Um ponto positivo para Carmat… O fabricante francês de corações artificiais está em liquidação judicial desde julho de 2025. Acabou de ser oficialmente adquirido. No início de dezembro, o tribunal comercial de Versalhes validou a oferta única apresentada por Pierre Bastid, presidente do conselho de administração e acionista histórico, que está a relançar a atividade através de uma nova entidade privada, a SAS Carmat. Esta decisão marca um ponto de viragem para a empresa, cujo futuro estava em espera há meses. Dos 127 funcionários, 88 serão retidos. “Temos que colocar a máquina novamente em operação.” após seis meses de paralisação, disse o empresário à AFP, mencionando também a necessidade de relançar a cadeia de fornecedores.

O desafio de uma prótese cardíaca completa

Fundada em 2008, a Carmat é uma das raras empresas globais que projetou uma prótese cardíaca completa. Este coração biónico, que reproduz a forma e as funções do coração humano, foi certificado na Europa no final de 2020 como uma solução transitória para pacientes que aguardam um transplante. Sua primeira venda aconteceu na Itália, em 2021. O aparelho, porém, passou por diversos contratempos. As mortes durante os ensaios clínicos levaram à suspensão dos implantes entre o final de 2021 e outubro de 2022, enquanto o dispositivo era aprimorado. Desde o seu início, 122 pacientes receberam um coração Carmat.

Nomeie o coração artificial. O nome Carmat é a contração de Carpentier, do nome de Alain Carpentier, o cirurgião que deu origem ao projeto, e da Matra Défense, empresa envolvida no lançamento da aventura mas que já não está associada ao desenvolvimento do dispositivo.

Acionistas insatisfeitos

A nova gestão visa um relançamento técnico e comercial a partir de 2026: obtenção de reembolso da Segurança Social, continuidade dos estudos clínicos e acesso ao mercado americano.

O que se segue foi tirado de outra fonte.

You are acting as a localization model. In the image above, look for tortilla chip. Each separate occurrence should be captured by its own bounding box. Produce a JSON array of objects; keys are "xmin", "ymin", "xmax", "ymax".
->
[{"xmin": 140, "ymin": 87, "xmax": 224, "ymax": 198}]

No médio prazo, “alcançar o equilíbrio económico está previsto para 2030-2031”especificou Bastid, que pretende construir um player europeu de tecnologia médica em cardiologia.

Apesar deste horizonte, alguns pequenos acionistas manifestam a sua insatisfação. “Estamos surpresos que a mesma equipe esteja assumindo a tocha”reagiu à AFP Nadir Ressad, presidente da associação de acionistas minoritários da Carmat, citando perdas estimadas em um milhão de euros desde o IPO em 2010. A associação não descarta ações judiciais, mesmo que alguns membros planejem apoiar a nova estrutura, agora não cotada.